Okay. It's time for the obligatory, year-end fodder. The plays of the year. The Christmas wish lists. Whoops. That's festive wish lists. Festive!!!! Oh, no. And so it begins. The Christmas protestors are out there already. Now how are my kids going to play in the front yard with all the Christmas protestors out there? Look at them out there. Hmmm. Looks like they're taking a break and building a fort in my 80 foot wall of snow I was forced to construct this week. What fun.
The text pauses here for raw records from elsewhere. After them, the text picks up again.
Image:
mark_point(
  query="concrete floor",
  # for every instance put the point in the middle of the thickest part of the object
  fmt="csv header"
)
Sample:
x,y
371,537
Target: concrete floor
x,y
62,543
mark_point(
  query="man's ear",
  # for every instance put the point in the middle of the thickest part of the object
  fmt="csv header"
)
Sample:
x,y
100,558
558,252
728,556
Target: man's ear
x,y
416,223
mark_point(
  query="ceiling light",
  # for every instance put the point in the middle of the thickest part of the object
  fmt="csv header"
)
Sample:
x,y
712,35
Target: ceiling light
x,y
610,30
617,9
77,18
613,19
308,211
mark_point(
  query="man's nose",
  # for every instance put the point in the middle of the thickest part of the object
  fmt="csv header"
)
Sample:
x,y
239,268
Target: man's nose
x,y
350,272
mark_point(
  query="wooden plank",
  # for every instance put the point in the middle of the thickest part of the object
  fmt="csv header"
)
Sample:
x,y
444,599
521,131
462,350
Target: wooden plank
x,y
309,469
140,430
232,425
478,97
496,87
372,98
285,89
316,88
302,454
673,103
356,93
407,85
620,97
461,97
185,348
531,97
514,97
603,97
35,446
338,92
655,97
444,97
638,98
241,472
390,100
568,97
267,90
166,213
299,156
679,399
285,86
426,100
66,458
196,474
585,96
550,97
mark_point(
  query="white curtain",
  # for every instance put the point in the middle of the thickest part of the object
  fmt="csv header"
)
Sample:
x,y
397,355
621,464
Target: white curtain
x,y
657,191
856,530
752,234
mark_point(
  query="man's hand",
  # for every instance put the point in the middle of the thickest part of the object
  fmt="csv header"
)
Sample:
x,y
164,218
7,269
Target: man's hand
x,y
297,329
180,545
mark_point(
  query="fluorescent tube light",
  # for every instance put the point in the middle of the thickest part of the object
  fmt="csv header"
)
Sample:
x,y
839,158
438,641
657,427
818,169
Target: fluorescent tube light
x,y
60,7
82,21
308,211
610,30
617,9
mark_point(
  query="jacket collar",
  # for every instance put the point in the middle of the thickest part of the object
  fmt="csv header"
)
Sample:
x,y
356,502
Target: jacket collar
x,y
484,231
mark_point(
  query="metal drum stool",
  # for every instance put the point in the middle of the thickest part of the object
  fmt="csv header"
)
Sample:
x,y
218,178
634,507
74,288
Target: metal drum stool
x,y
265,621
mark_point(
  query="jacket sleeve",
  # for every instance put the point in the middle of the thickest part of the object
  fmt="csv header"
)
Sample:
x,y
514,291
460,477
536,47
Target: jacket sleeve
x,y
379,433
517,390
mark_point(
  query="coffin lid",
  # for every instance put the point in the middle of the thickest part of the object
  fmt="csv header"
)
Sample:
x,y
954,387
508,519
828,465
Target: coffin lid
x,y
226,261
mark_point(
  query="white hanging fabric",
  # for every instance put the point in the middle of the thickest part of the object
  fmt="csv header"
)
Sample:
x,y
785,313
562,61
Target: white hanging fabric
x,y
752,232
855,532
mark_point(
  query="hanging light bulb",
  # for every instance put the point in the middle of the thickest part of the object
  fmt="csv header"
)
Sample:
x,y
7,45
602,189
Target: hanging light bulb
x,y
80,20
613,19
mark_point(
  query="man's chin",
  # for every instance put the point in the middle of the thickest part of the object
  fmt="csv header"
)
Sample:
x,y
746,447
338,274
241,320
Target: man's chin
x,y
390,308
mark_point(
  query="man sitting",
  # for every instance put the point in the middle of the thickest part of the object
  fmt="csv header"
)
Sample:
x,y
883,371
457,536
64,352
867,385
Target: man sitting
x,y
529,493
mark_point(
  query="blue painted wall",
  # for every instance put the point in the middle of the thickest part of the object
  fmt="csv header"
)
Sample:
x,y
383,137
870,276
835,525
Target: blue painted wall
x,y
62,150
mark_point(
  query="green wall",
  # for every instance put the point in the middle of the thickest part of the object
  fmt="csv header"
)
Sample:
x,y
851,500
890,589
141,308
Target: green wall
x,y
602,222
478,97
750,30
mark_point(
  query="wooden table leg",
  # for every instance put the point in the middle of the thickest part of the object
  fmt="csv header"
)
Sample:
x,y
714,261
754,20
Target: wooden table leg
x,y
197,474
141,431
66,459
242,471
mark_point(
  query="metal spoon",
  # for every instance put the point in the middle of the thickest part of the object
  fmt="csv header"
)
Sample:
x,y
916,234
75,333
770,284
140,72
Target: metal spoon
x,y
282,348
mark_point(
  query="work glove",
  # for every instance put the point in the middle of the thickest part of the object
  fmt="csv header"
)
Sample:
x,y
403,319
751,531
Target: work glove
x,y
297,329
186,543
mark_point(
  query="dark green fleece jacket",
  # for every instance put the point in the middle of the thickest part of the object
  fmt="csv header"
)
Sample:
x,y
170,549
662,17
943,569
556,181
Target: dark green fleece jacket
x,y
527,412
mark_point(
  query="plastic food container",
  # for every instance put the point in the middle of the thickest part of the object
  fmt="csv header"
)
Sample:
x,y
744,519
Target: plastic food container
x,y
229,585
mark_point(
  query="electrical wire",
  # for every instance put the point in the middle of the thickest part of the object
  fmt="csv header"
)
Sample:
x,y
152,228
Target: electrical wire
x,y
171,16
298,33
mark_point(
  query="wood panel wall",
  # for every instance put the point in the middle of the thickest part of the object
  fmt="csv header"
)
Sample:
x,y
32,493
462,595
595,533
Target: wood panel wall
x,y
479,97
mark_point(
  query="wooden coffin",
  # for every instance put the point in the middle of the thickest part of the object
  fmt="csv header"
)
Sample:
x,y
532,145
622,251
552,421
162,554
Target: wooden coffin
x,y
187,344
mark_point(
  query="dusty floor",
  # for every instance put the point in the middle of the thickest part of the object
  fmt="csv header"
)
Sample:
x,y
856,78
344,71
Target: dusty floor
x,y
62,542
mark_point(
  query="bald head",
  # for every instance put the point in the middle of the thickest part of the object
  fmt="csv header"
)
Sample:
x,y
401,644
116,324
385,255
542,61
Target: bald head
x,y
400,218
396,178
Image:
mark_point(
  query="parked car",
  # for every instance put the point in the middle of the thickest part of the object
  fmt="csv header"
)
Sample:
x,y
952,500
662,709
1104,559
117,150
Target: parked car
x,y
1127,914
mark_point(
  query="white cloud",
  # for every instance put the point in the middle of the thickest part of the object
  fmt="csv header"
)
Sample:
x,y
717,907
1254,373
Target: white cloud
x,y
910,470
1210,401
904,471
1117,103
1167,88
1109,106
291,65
This week there was much ado (ado is a word I resolve to use much more frequently in 2008) about an Ottawa public school that planned to eliminate the word Christmas from their Holiday assembly. In the song, Silver Bells, they were to sing, "It's festive time in the city." Many Ottawans were appalled at this latest attack in the war on Christmas. It was quite a story. But a good story needs a hero and a villain. I didn't find myself pulling for anyone in this issue. For the record, they dumped "Silver Bells" and went with Frosty the Snowman. I gotta say I have a much bigger problem with snowmen coming to life one day. That's witchcraft. There's no place for witchcraft in my festive time. Unless it's Neve Campbell from that witchcraft movie whose name I can't remember right now.

The removal of the word Christmas from a Christmas song is pointless. When you do that, you're not including everyone, you're confusing everyone. Festive time? What's that? Canada Day? Mardi Gras? Does Festive time include my religion? I don't know. This is really weird. Festive Time? Are you sure this is right? Am I being Punked right now?

It's simple. If you're worried that a Christmas song will leave some kids feeling excluded and upset, then why do you want a Christmas-themed song in there anyway? If I were Mayor, I'd pass a by-law. Ottawa's public elementary schools would only be allowed to sing Beach Boys tunes during their holiday assemblies.

And getting all crazy worked up about it is also dumb. Are you really that upset? Really? On the world's list of things Christians should be furious about, this one doesn't rate that high with me. It was someone with good intentions, trying to think of other people's feelings. You know. That golden rule thing.

So I have to admit, I'm squarely on the Christmas fence on this one. So, as long as I'm here, I've decided to decorate it, Festivus style. A little tinsel with lights on the cross beams. Some garland wrapped around the posts. It's really nice. Best of all, it's inoffensive and means nothing to anyone.